Los efectos neurofisiológicos de esta novedosa técnica son muy potentes. Están implicados diversos mecanismos biológicos: la proliferación de células mesenquimales, la diferenciación celular, la generación de vasos sanguíneos y la migración de las células a los lugares donde es necesario que se produzca la regeneración, reduciendo la inflamación, el dolor y la lesión tisular.

¿Qué indicaciones tiene?

El tratamiento con factores de crecimiento se aplica con la intención de reducir el dolor, mejorar la función y frenar la progresión de la artrosis de las articulaciones. Tiene la ventaja de ser un tratamiento autólogo, es decir, del propio paciente, de manera que se evitan las reacciones de rechazo o intolerancia y los efectos secundarios a largo plazo que tienen otro tipo de infiltraciones, como los corticoesteroides. Se utiliza además con buena respuesta en tendinitis y ciertas lesiones musculares, donde proporciona una aceleración de la reparación del tejido.

¿Cómo es el procedimiento?

El tratamiento se realiza bajo prescripción médica, en un ambiente estéril y sin requerir anestesia.

Primero se extrae sangre al paciente como si se tratara de un análisis, después se procesa en circuito cerrado mediante una centrífuga preparada y se separa la porción del plasma rico en factores de crecimiento.

A continuación se infiltra el PRP en la zona a tratar mediante técnica ecodirigida (utilizamos una sonda ecográfica de alta definición HD) que nos permite afinar y ser más precisos en la localización anatómica.
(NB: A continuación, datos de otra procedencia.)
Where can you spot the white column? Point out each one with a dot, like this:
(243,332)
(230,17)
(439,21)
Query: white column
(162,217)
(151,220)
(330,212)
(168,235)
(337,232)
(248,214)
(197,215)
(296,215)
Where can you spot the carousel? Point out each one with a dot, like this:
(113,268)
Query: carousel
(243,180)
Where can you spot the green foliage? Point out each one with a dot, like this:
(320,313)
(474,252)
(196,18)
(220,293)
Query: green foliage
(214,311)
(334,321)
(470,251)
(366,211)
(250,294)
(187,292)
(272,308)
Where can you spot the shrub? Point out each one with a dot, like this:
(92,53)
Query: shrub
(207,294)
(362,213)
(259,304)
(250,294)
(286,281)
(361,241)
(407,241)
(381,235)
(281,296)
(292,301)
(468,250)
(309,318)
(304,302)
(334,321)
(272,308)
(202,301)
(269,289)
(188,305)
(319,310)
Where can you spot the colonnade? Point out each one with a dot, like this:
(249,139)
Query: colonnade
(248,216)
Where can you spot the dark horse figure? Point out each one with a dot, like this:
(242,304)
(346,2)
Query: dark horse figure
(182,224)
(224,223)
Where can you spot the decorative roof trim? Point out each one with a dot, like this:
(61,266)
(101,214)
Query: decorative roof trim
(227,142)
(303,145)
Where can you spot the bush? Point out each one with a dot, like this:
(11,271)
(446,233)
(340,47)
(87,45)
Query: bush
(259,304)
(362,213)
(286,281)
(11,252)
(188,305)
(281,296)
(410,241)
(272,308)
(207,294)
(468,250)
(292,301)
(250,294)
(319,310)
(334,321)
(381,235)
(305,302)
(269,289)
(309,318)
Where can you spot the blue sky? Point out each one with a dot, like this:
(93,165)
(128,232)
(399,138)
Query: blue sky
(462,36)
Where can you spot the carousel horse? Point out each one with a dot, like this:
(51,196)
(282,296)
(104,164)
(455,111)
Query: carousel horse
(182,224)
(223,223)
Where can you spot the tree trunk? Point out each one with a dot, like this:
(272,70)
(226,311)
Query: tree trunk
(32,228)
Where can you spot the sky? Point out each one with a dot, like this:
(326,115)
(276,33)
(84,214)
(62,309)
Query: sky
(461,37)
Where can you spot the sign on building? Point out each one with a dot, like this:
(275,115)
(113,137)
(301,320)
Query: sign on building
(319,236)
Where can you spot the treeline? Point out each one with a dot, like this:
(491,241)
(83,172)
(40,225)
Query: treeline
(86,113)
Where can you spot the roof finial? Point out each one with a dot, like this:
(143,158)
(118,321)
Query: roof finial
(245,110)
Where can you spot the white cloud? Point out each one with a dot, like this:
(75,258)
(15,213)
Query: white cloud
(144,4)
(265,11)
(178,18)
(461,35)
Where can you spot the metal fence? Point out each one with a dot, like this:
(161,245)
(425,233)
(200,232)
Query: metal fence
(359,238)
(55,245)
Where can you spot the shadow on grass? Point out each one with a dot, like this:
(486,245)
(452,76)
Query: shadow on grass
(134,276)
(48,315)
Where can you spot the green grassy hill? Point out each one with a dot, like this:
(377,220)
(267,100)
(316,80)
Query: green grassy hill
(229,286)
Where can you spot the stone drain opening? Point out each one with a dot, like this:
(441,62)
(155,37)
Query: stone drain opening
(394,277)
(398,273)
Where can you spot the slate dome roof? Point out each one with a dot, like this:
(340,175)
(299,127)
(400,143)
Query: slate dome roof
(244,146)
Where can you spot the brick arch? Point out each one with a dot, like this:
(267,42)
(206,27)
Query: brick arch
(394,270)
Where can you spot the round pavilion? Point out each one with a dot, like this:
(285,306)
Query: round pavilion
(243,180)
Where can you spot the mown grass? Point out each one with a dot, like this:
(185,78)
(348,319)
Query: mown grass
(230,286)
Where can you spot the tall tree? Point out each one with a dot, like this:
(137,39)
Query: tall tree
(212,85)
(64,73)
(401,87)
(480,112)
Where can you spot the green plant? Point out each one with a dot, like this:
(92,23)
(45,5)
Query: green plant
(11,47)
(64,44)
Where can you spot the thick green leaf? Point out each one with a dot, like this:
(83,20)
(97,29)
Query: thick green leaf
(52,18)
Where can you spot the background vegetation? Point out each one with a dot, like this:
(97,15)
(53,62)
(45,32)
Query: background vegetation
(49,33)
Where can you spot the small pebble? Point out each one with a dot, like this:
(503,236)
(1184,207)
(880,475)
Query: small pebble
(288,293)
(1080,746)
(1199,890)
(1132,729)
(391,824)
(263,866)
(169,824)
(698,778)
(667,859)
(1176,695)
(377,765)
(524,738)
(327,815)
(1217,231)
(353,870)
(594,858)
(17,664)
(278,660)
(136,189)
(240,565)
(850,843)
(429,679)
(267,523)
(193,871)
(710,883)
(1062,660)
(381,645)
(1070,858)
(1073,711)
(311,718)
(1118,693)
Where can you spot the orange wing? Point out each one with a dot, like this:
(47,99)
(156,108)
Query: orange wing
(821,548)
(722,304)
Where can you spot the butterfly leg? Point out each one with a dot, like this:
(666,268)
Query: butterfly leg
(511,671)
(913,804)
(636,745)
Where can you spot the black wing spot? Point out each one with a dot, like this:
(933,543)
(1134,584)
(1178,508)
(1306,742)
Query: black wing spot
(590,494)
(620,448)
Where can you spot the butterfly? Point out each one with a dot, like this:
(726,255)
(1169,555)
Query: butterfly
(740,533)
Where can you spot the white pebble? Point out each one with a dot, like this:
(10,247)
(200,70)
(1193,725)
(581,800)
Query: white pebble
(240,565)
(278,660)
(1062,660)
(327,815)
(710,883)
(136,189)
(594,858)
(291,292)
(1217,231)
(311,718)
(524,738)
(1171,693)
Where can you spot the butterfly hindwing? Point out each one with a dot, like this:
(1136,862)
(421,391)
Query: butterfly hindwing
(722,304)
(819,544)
El proceso suele durar unos 30-35 minutos

¿Qué cuidados tengo que tener después?

El paciente puede seguir su actividad normal procurando no sobrecargar ni realizar esfuerzos durante los siguientes 2 o 3 días en la zona infiltrada.

Respecto al número de infiltraciones, depende de la lesión y la gravedad de la artrosis a tratar. Se suelen realizar de 1 a 3 sesiones con un intervalo de 2 a 3 semanas de diferencia para alcanzar el máximo efecto.